Resource Pages

Monday, July 14, 2025

Promises and pitfalls of large language models in psychiatric diagnosis and knowledge tasks

Bang, C.-B., Jung, Y.-C. et al. (2025).
The British Journal of Psychiatry,
226(4), 243–244.

Abstract:

This study evaluates the performance of five large language models (LLMs), including GPT-4, in psychiatric diagnosis and knowledge tasks using a zero-shot approach. Compared to 11 psychiatry residents, GPT-4 demonstrated superior accuracy in diagnostic (F1 score: 63.41% vs. 47.43%) and knowledge tasks (85.05% vs. 62.01%). However, GPT-4 exhibited higher comorbidity error rates (30.48% vs. 0.87%), suggesting limitations in contextual understanding. When residents received GPT-4 guidance, their performance improved significantly without increasing critical errors. The findings highlight the potential of LLMs as clinical aids but underscore the need for careful integration to preserve human expertise and mitigate risks like over-reliance.
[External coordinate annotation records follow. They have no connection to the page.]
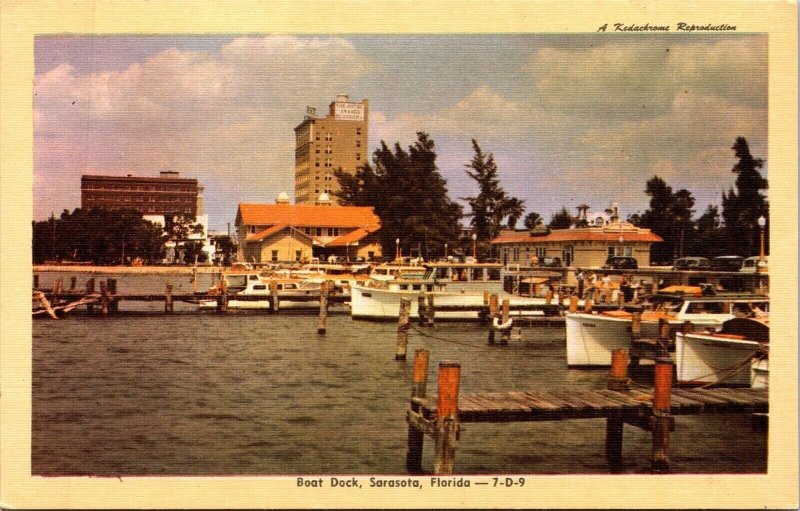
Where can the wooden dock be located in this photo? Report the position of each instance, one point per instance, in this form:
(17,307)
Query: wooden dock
(649,409)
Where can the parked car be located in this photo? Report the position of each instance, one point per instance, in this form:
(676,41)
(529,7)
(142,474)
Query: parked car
(727,263)
(752,264)
(621,263)
(691,263)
Future research should compare LLMs with board-certified psychiatrists and explore multifaceted diagnostic frameworks.

Here are some thoughts:

For psychologists, these findings underscore the importance of balancing AI-assisted efficiency with human judgment. While LLMs could serve as valuable training aids or supplemental tools, their limitations emphasize the irreplaceable role of psychologists in interpreting complex patient narratives, cultural factors, and individualized care. Additionally, the study raises ethical considerations about over-reliance on AI, urging psychologists to maintain rigorous critical thinking and therapeutic rapport. Ultimately, this research calls for a thoughtful, evidence-based approach to integrating AI into mental health practice—one that leverages technological advancements while preserving the human elements essential to effective psychological care.